He noted that during bubbles, everything (both good and bad investments) gets funded. When these periods of excitement come along, investors have a hard time distinguishing the good ideas from the bad, he said, adding this is “probably happening today” with AI investments.  “Investors have a hard time in the middle of this excitement, distinguishing between the good ideas and the bad ideas,” Bezos said of the AI industry. “And that’s also probably happening today,” he added.

  • A “good” kind of bubble: He explained that during industrial bubbles, excessive funding flows to both good and bad ideas, making it hard for investors to distinguish between them.
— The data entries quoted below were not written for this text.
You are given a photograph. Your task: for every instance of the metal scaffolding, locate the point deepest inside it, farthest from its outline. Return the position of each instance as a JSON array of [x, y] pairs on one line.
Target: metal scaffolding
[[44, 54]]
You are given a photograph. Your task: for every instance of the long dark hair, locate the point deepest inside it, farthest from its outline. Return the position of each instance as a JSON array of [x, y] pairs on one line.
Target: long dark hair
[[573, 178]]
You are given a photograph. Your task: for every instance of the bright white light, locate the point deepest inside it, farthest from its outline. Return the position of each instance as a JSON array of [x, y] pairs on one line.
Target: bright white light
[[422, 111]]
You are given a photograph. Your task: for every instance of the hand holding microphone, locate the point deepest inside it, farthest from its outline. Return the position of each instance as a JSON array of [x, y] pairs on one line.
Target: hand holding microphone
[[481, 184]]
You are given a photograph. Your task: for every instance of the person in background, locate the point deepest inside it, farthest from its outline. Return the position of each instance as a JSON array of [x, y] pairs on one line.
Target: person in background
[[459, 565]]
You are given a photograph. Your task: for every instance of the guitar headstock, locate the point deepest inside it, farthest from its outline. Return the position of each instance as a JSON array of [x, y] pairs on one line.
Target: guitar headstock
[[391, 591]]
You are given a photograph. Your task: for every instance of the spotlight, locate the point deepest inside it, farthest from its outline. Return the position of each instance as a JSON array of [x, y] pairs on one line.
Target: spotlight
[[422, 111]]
However, the influx of capital spurs significant innovation and infrastructure development that ultimately benefits society once the bubble bursts and the strongest companies survive.
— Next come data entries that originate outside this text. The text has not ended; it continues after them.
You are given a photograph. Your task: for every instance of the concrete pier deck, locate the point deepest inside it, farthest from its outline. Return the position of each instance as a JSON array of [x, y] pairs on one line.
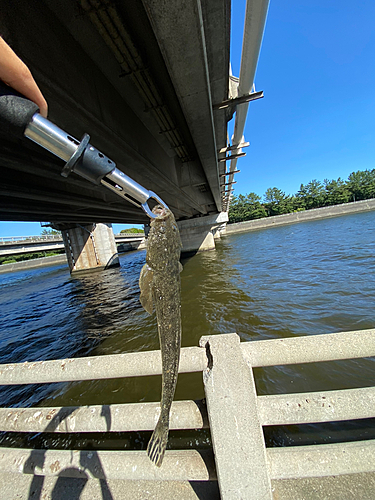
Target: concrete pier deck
[[239, 465]]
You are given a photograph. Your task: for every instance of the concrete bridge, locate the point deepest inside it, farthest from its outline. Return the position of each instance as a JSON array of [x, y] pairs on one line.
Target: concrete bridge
[[150, 82], [48, 243]]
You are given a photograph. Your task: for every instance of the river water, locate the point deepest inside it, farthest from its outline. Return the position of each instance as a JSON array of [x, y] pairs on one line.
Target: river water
[[302, 279]]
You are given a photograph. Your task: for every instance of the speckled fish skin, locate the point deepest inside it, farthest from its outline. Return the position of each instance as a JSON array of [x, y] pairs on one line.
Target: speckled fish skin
[[161, 290]]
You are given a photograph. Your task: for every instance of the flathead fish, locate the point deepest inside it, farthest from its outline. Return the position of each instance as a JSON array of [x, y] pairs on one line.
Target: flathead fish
[[160, 291]]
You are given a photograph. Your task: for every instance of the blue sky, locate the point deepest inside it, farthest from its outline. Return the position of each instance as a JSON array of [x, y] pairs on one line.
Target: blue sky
[[317, 119]]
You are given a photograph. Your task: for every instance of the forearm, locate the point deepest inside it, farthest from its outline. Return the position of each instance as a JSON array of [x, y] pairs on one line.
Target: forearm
[[16, 74]]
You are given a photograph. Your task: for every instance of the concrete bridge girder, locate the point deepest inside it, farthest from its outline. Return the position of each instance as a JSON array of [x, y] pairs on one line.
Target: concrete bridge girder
[[79, 72]]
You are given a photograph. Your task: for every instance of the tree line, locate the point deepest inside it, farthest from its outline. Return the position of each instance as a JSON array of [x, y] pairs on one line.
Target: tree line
[[360, 185]]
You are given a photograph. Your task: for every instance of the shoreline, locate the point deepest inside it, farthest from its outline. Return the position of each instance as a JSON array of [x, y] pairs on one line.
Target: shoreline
[[307, 215], [33, 263]]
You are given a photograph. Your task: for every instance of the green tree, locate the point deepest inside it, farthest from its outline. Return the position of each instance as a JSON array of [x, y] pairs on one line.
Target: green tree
[[275, 201], [337, 191], [246, 207], [313, 194], [50, 231], [132, 230], [361, 184]]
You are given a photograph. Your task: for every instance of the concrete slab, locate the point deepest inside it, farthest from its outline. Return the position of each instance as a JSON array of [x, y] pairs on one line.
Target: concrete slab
[[237, 436], [27, 486]]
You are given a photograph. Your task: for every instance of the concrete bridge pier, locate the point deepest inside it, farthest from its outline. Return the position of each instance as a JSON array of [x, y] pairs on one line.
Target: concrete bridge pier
[[90, 247], [199, 234]]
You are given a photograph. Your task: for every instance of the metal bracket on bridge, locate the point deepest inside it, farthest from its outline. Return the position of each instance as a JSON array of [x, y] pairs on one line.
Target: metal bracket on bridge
[[239, 100]]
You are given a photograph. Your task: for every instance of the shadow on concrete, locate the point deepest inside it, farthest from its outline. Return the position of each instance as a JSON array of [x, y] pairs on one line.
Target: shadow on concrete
[[206, 489], [71, 481]]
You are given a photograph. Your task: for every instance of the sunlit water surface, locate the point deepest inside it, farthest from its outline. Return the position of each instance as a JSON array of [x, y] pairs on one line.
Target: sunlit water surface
[[302, 279]]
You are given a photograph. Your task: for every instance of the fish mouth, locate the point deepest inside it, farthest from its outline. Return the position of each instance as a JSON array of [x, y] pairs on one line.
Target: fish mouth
[[160, 211]]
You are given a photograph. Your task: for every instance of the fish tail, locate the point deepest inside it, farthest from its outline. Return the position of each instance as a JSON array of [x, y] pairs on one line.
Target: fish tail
[[158, 443]]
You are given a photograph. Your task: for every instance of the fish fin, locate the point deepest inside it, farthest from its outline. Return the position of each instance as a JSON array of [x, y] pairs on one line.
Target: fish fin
[[145, 282], [158, 443]]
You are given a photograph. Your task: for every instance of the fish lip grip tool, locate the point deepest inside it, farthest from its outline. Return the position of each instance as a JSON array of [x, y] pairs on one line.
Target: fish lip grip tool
[[20, 117]]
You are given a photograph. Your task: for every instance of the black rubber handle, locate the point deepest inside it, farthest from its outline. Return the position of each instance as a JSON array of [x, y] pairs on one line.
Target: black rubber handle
[[16, 111]]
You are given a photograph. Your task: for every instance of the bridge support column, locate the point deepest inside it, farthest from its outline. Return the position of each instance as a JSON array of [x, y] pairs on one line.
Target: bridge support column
[[199, 234], [90, 247]]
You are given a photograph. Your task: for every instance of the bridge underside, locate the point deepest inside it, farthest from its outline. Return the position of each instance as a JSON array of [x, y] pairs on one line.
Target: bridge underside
[[141, 78]]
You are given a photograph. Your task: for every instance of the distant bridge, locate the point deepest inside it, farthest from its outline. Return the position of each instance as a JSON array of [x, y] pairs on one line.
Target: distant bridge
[[150, 82], [48, 243]]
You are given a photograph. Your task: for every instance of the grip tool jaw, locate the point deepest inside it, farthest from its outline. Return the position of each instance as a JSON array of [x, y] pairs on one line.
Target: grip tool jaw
[[85, 160], [19, 117]]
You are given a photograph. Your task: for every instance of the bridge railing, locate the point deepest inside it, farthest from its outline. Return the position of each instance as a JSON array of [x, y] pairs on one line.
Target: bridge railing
[[235, 414], [20, 239]]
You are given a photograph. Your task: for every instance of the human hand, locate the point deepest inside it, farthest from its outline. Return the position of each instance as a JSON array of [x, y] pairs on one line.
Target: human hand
[[17, 75]]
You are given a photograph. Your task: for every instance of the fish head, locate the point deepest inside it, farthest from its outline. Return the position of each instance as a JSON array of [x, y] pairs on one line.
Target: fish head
[[164, 243]]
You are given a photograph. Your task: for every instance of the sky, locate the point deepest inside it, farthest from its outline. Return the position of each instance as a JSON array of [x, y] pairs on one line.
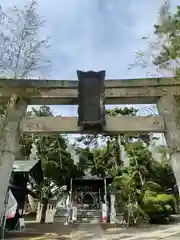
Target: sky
[[95, 35]]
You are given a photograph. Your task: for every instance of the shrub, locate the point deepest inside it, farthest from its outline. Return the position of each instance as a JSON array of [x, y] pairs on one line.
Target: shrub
[[158, 206]]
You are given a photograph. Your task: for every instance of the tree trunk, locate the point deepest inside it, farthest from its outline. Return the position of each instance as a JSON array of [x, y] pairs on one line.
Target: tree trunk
[[44, 208]]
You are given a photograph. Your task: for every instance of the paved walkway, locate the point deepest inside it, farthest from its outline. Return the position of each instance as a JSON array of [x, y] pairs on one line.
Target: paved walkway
[[97, 232]]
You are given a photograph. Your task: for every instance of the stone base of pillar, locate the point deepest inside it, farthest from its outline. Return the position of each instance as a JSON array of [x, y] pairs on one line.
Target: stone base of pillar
[[175, 162]]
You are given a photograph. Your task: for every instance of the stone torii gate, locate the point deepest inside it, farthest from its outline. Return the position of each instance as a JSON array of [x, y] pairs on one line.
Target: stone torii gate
[[165, 92]]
  • Echoes of the dot-com era: Bezos drew a parallel to the dot-com boom of the 1990s, where many internet companies failed, but the underlying infrastructure—like fiber-optic cable—endured and led to the creation of companies like Amazon.
  • Gigantic benefits: Despite the market frothiness, Bezos reiterated that AI is “real” and its benefits to society “are going to be gigantic.”
Bezos is not the only high-profile figure to express caution about the AI boom:
  • Sam Altman (OpenAI): The CEO of OpenAI has stated that he believes “investors as a whole are overexcited about AI.” In In August, the OpenAI CEO told reporters the AI market was in a bubble. When bubbles happen, “smart people get overexcited about a kernel of truth,” Altman warned, drawing parallels with the dot-com boom. Still, he said his personal belief is “on the whole, this would be a huge net win for the economy.”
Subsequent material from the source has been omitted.